Answer: Zot is a single binary with no external dependencies (no PostgreSQL, no Redis), while Harbor consists of 8+ components requiring a database and cache. Zot was built from scratch for OCI specification; Harbor evolved from Docker Registry. Zot uses ~50MB RAM minimum; Harbor needs 2GB+.
2. How does Zot's on-demand sync work?
Answer: When configured with onDemand: true, Zot acts as a pull-through cache. When a client requests an image that doesn’t exist locally, Zot fetches it from the upstream registry, stores it locally, and serves it. Subsequent requests are served from local cache without upstream contact.

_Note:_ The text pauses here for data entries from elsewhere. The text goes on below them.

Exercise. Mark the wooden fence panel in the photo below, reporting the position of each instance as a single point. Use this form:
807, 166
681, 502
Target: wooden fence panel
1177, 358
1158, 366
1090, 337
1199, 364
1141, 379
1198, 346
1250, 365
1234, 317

3. What types of OCI artifacts can Zot store?
Answer: Zot stores any OCI-compliant artifact: container images, Helm charts, Cosign signatures, SBOMs (SPDX/CycloneDX), attestations, and any custom artifact types. They’re all stored as manifests + blobs using content-addressable storage.
4. How does Zot's subPaths feature work?
Answer: subPaths let you route different repository prefixes to different storage backends. For example, /production/* could go to fast SSD storage while /cache/* goes to cheaper HDD storage. This enables tiered storage within a single Zot instance.
5. What's the purpose of the scrub extension?
Answer: The scrub extension periodically verifies storage integrity by checking that all blobs match their content-addressed hashes. It detects bit rot, incomplete uploads, or filesystem corruption before they cause problems during image pulls.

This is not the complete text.